Nous créons la joie, fermez les volets !

L’entreprise n’est pas nouvelle : proposer au théâtre une parodie de la télévision, comme le faisait, dans une autre perspective, Hobb Story. Dans le viseur de la jeune auteure Hanna Lasserre et de ses comédiens, le storytelling, une technique de narration inspirée des contes et appliquée au marketing, faite pour émouvoir et persuader. Le spectacle commence comme un simulacre d’émission télé, sur une chaîne d’info en continu, CB1. Deux actrices et un acteur jouent des séquences médiatiques, discours politique ou publicités misogyne, auxquels s’entrechoquent des contes pour enfants (Le petit chaperon rouge), des fables de La Fontaine (Le corbeau et le renard) et des gloses sur les mythes fondateurs (Œdipe ou l’Odyssée d’Homère).

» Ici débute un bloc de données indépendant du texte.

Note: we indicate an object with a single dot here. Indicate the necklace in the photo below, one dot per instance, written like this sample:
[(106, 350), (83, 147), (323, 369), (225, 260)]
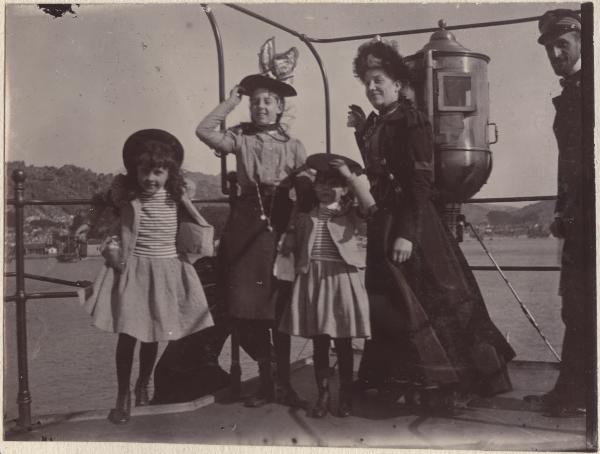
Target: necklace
[(263, 216)]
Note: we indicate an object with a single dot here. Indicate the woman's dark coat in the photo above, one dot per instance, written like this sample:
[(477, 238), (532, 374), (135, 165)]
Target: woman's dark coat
[(429, 320)]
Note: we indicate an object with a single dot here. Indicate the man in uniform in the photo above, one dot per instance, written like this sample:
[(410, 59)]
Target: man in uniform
[(561, 36)]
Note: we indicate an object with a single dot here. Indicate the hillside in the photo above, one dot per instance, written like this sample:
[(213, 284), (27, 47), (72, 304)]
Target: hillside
[(68, 182)]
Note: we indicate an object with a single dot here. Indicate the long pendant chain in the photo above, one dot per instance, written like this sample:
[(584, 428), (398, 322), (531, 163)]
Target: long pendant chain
[(263, 216)]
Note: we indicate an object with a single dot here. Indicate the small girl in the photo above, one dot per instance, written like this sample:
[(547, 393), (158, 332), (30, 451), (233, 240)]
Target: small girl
[(148, 290), (329, 297)]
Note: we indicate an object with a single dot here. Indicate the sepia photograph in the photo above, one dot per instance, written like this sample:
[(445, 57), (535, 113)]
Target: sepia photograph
[(297, 225)]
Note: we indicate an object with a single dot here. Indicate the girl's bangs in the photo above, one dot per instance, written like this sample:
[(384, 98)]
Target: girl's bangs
[(156, 155)]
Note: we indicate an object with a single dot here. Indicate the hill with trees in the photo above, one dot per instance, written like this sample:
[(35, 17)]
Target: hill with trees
[(72, 182)]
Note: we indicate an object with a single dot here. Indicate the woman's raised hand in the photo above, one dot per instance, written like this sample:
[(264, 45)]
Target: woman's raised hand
[(402, 250), (341, 167), (356, 117), (236, 94)]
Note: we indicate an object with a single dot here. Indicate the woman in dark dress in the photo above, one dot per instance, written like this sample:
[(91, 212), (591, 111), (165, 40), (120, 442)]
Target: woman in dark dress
[(431, 330), (269, 162)]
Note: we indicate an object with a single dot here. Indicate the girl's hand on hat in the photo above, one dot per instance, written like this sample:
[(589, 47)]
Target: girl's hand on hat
[(341, 167), (235, 94), (356, 117), (402, 250)]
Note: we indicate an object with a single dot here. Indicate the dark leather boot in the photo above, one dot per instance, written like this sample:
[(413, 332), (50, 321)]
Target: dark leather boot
[(286, 395), (345, 400), (266, 391), (322, 405), (142, 398), (120, 414)]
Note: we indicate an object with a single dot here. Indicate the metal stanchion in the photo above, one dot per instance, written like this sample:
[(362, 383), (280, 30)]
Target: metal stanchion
[(23, 396)]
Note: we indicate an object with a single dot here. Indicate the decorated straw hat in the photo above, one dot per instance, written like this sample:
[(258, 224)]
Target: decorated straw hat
[(321, 162), (136, 144), (254, 81)]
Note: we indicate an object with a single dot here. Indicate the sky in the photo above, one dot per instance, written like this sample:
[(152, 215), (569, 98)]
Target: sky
[(78, 86)]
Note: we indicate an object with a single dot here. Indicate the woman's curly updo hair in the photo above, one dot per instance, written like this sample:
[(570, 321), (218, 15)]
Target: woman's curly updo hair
[(381, 54)]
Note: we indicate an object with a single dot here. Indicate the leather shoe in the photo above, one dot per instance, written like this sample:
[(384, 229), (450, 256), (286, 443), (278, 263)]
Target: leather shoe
[(290, 398), (141, 396), (120, 414)]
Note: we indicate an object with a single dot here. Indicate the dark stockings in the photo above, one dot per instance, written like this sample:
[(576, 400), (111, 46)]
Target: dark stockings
[(343, 347), (124, 359)]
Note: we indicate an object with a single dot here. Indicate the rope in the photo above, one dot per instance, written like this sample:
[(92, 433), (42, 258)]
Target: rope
[(526, 311)]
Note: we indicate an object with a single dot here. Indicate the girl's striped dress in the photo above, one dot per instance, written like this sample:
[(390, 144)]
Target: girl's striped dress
[(331, 297), (158, 296)]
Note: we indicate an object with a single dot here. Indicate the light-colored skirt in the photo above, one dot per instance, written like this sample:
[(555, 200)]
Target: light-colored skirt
[(154, 299), (329, 299)]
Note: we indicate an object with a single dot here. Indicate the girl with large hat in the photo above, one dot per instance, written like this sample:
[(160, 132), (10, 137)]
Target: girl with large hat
[(431, 332), (268, 164)]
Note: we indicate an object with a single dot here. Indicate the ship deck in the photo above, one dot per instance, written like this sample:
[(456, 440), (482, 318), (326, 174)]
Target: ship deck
[(503, 422)]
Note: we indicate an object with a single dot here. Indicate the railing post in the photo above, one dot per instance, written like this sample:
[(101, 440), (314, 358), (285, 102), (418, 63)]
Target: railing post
[(23, 396)]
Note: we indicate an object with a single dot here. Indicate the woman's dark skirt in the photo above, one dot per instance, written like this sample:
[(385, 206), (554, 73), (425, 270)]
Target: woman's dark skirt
[(247, 253), (428, 318)]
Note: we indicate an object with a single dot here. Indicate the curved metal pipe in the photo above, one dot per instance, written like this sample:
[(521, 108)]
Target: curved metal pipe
[(326, 88), (221, 65), (308, 41)]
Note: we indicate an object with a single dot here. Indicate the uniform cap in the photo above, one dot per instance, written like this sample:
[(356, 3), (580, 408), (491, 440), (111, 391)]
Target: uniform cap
[(557, 22)]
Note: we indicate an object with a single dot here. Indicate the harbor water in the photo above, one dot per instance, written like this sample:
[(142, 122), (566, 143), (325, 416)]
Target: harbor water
[(71, 363)]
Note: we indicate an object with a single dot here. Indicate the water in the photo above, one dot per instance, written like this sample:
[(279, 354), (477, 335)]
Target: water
[(71, 363)]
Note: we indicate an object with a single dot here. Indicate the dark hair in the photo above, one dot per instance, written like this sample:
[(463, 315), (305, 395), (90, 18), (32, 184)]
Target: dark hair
[(391, 61), (280, 99), (153, 154), (334, 178)]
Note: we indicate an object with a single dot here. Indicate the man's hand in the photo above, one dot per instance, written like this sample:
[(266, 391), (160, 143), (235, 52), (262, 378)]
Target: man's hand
[(402, 250), (341, 167), (557, 228)]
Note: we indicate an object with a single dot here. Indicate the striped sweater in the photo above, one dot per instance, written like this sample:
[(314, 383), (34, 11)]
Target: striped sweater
[(158, 226)]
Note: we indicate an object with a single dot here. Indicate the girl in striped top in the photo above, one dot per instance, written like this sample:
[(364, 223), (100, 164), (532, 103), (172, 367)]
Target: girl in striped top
[(148, 290), (329, 299)]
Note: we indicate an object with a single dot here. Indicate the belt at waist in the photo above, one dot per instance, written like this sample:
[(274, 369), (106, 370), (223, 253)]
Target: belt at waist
[(265, 189)]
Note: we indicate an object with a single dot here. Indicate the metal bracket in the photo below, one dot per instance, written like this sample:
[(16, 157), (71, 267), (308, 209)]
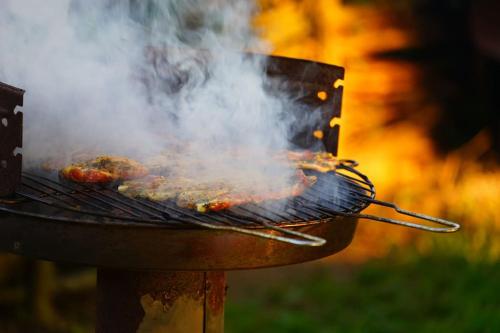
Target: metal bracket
[(11, 137)]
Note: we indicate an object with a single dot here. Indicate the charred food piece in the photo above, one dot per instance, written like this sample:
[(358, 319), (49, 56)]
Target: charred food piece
[(213, 201), (318, 161), (104, 169)]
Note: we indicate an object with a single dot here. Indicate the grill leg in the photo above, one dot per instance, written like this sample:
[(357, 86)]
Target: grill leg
[(174, 302)]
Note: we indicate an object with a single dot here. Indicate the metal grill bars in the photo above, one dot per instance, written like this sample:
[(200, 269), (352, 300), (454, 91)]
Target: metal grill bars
[(341, 192)]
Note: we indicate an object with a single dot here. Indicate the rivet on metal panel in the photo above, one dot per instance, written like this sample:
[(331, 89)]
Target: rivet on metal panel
[(338, 83), (322, 95)]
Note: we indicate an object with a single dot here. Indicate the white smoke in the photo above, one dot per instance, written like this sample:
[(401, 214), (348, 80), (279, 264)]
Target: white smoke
[(135, 77)]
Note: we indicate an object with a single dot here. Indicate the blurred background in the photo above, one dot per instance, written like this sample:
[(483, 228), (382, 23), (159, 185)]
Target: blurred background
[(421, 114)]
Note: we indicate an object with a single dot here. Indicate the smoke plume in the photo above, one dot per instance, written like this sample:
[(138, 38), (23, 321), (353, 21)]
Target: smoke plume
[(137, 78)]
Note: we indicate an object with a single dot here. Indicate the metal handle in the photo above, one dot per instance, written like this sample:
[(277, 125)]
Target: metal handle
[(307, 240), (450, 226)]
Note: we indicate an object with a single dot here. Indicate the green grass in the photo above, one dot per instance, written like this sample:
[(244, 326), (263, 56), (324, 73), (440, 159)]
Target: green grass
[(410, 293)]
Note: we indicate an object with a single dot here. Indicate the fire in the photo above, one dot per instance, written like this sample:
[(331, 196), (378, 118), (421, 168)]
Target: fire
[(382, 125)]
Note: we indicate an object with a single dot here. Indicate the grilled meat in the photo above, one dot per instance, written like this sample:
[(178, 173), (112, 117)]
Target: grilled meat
[(104, 169)]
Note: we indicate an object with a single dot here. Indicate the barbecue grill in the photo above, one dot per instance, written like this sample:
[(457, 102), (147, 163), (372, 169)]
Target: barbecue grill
[(161, 267)]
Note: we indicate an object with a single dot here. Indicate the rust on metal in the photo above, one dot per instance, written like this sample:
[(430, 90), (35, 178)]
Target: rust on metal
[(173, 302), (215, 294), (11, 137)]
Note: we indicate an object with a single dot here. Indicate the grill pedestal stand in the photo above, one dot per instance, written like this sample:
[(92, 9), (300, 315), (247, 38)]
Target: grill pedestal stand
[(143, 302)]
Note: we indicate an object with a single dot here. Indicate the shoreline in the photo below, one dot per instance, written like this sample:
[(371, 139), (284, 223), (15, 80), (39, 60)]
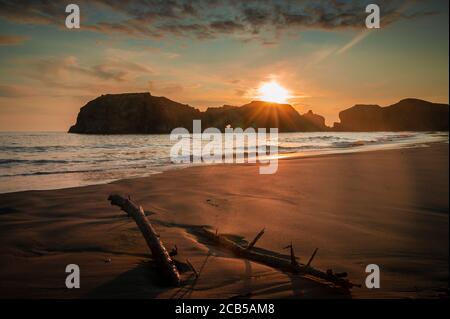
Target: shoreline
[(280, 157), (388, 207)]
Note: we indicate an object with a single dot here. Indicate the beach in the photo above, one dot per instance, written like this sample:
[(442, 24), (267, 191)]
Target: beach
[(388, 207)]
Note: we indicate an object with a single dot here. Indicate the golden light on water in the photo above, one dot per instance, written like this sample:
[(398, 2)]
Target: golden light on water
[(273, 92)]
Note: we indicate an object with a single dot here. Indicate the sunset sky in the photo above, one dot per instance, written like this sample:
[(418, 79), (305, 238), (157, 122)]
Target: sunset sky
[(210, 53)]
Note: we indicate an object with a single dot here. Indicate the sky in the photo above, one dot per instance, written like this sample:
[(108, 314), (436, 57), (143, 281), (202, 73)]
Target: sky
[(209, 53)]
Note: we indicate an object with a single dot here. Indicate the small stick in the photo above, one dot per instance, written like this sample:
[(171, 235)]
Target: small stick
[(192, 268), (312, 257), (253, 242)]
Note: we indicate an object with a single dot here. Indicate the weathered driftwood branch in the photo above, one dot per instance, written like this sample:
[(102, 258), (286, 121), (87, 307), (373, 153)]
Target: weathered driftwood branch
[(253, 242), (279, 263), (159, 252)]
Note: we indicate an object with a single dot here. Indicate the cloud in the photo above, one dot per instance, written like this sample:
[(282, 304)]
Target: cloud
[(358, 38), (12, 39), (208, 19), (14, 91)]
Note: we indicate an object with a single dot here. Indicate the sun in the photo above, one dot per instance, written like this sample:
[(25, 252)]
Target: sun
[(273, 92)]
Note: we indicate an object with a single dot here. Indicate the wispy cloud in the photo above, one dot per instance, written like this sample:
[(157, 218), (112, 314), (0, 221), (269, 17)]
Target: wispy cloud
[(12, 39), (356, 39), (207, 19)]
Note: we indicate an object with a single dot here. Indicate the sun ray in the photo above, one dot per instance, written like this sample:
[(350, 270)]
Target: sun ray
[(273, 92)]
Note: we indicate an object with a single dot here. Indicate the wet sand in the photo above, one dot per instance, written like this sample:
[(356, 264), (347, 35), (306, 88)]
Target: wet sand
[(390, 208)]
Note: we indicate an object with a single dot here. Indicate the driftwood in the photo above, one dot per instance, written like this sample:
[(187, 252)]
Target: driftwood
[(288, 265), (167, 266), (159, 252)]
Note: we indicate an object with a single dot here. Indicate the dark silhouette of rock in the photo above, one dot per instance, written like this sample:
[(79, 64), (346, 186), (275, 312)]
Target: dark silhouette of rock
[(406, 115), (142, 113), (316, 119), (133, 113)]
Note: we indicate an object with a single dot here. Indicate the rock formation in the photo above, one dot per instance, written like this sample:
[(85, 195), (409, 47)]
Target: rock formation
[(406, 115)]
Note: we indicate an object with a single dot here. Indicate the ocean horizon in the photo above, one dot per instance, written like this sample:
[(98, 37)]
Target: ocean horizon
[(55, 160)]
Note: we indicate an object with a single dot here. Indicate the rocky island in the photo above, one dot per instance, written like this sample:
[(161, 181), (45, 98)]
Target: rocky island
[(143, 113)]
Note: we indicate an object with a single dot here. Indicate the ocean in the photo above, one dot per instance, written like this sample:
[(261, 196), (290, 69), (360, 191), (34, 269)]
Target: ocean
[(38, 161)]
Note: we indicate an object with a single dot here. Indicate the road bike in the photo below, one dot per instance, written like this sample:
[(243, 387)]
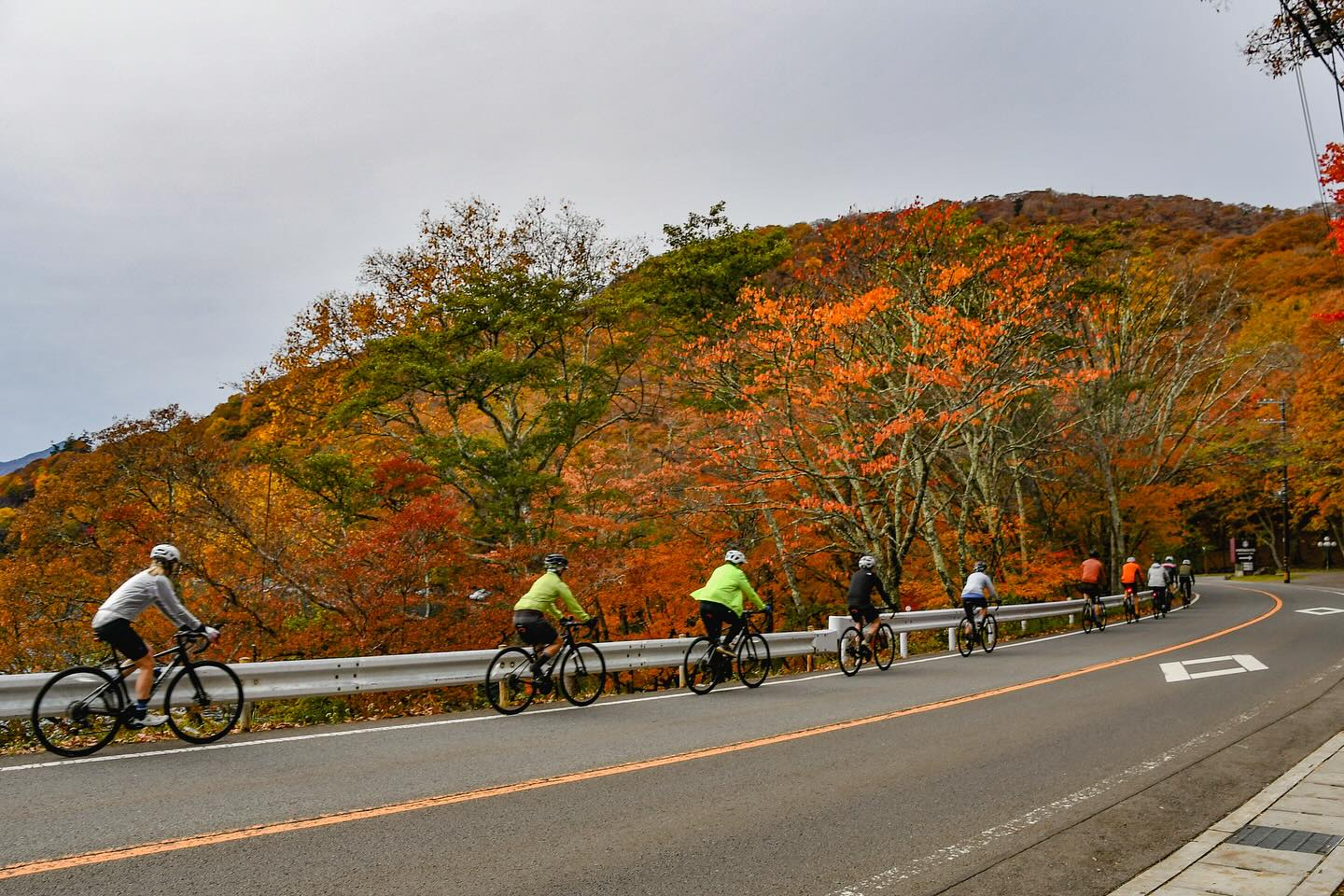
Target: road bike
[(81, 709), (1094, 614), (1130, 603), (986, 632), (705, 666), (518, 676), (855, 651)]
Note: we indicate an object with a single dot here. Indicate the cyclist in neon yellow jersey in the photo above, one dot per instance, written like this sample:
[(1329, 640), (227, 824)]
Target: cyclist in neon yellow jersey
[(721, 599), (542, 598)]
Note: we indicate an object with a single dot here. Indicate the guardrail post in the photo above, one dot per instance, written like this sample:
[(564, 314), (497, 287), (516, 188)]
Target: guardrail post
[(680, 669), (245, 723)]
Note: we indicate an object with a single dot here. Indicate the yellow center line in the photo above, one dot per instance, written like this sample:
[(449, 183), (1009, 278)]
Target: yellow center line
[(23, 869)]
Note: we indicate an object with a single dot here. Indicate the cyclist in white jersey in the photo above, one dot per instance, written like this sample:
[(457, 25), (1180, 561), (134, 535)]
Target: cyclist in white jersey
[(112, 623)]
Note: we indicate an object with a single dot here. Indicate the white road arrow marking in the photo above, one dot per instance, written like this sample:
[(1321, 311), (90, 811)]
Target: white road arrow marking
[(1181, 670)]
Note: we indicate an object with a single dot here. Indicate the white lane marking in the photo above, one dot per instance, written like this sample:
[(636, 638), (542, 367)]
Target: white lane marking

Un montage qui donne parfois l’impression d’une juxtaposition artificielle

Le message est clair : démontrer par mimétisme le fonctionnement des chaînes d’infos en continu, dont le martèlement finit par imprégner l’inconscient des spectateurs fascinés. Ainsi, cet attentat prétendu à la Tour Eiffel, lequel ne révèle finalement qu’un sac oublié par un touriste. Dans un passage peu nuancé, le comédien incarne un spécialiste de l’éducation et décortique les contes et fables qui seraient, dit-il, nocives pour les enfants. Plutôt qu’à traduire une réalité, l’auteure semble alors chercher à démontrer qu’elle maîtrise, pour mieux les combattre, les codes d’une rhétorique conservatrice abusant de tours vieillis et de concepts abstraits. A l’inverse, beaucoup de directs sont très bien parodiés, comme ces débats d’experts islamophobes qui voient partout la menace d’ « extrémistes islamistes algériens ».

Le côté amateur de la scénographie rend difficile la création d’effets visuels ou sonores propres à la télévision. Le texte, sans doute une première œuvre, se prête bien à un exercice de jeunes comédiens. On y retrouve les passages obligés du genre : salle éclairée au début pour expliquer les techniques du storytelling, panneaux « applaudir » ou « huer » finalement peu utilisés, fausses pub, exploitation totale de l’espace, brouhaha de paroles superposées. La démonstration, un peu poussive, laisse un sentiment de déjà vu et entendu. Reste cette évidence toujours utile à rappeler : méfions-nous de cette télé qui nous enferme, volets clos dans l’obscurité, pour mieux transmettre l’angoisse et la peur de l’autre.